Configure compute resources for prediction

Vertex AI allocates nodes to handle online and batch predictions. When you deploy a custom-trained model or AutoML tabular model to an Endpoint resource to serve online predictions or when you request batch predictions, you can customize the type of virtual machine that the prediction service uses for these nodes. You can optionally configure prediction nodes to use GPUs.

Machine types differ in a few ways:

  • Number of virtual CPUs (vCPUs) per node
  • Amount of memory per node
  • Pricing

By selecting a machine type with more computing resources, you can serve predictions with lower latency or handle more prediction requests at the same time.
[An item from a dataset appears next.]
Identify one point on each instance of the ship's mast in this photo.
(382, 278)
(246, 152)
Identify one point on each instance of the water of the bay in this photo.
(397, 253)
Where to specify compute resources

If you want to use a custom-trained model or an AutoML tabular model to serve online predictions, you must specify a machine type when you deploy the Model resource as a DeployedModel to an Endpoint. For other types of AutoML models, Vertex AI configures the machine types automatically.

Specify the machine type (and, optionally, GPU configuration) in the dedicatedResources.machineSpec field of your DeployedModel.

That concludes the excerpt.